My rule of thumb: above 70% acceptance rate, you're doing well. Below 50%, speculative decoding may be adding overhead rather than removing it. Measure on your actual workload before planning infrastructure around any benchmark number. I've seen teams expect 3x and get 1.4x because they benchmarked on code and deployed on open-ended chat.

The variants worth knowing

You don't need them all in your head. These are the ones that come up:

Variant What it does Tradeoff
External draft model Separate small model proposes tokens Straightforward, but another model to serve
Medusa Extra prediction heads on top of the target model itself Better distribution alignment, needs training
Speculative Streaming Target model uses its own attention signals to speculate No separate model, gains vary by task
Mirror Speculative Decoding Handles vocabulary mismatch between draft and target Useful when pairing models from different families

Apple's Speculative Streaming paper and Mirror Speculative Decoding are worth reading if you're evaluating the last two. The BentoML 3x speedup guide covers practical setup for the external draft model approach.

[SCREENSHOT: BentoML blog post at bentoml.com/blog/3x-faster-llm-inference-with-speculative-decoding - the draft model comparison chart]

When to use it and when not to

Use it when: - You're serving interactive, latency-sensitive workloads at low-to-medium concurrency. Chat, coding assistants, anything where a human is waiting on each response. - Your outputs are predictable. Code, structured data, templated responses. - You care about inter-token latency, not just throughput. Speculative decoding reduces sequential forward passes per response. For more on why that distinction matters, my post on time to first token covers it.

Skip it when: - You're running high-throughput batch inference. If the GPU is already fully utilized serving many requests, the draft model adds compute overhead without buying back anything. The memory-bound argument breaks down when you're already saturating the GPU. - Your acceptance rate will be low. Creative generation, multilingual workloads, domain-specific models with unusual distributions. - Memory is tight. Draft model plus target model on the same GPU means less room for KV cache, which can force smaller batch sizes and erase the gain.

Questions

Does speculative decoding change output quality?

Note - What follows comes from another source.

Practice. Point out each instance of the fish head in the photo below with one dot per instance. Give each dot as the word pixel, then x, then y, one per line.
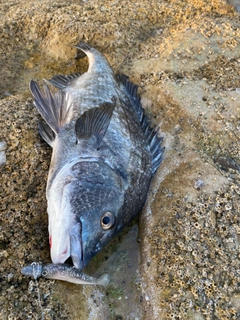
pixel 83 209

No, in the standard rejection-sampling approach. The algorithm is mathematically equivalent to sampling directly from the target model. Some faster variants relax that guarantee, so check what your inference stack actually implements.

How do I pick a draft model?

A purpose-built speculator trained to mimic the target model's distribution is best. A smaller model from the same family is a solid second choice. A generic small model from a different family is the weakest option. It'll have low acceptance rate unless the task is very predictable. Medusa is worth it if you can afford the training investment.

Does it play nicely with quantization?

Yes, but the gains can shrink. Quantization already reduces memory pressure, which is the same problem speculative decoding solves. They're not redundant, but the upside from adding speculative decoding on top of a quantized model is smaller than adding it to a full-precision model. The 2025 test-time scaling benchmark includes numbers across configurations.

Is it worth setting up if you're a small team?

If you're calling a hosted API, this is the provider's problem. If you're running your own stack (vLLM, TGI, or similar), speculative decoding support is increasingly standard and worth enabling for latency-sensitive workloads. The BentoML inference handbook is a good practical starting point.

What's a realistic speedup to expect?

With a well-matched draft model on code or math tasks, 2-3x is realistic. On more open-ended workloads, expect 1.3-1.8x. Measure on your actual workload before planning anything around published numbers.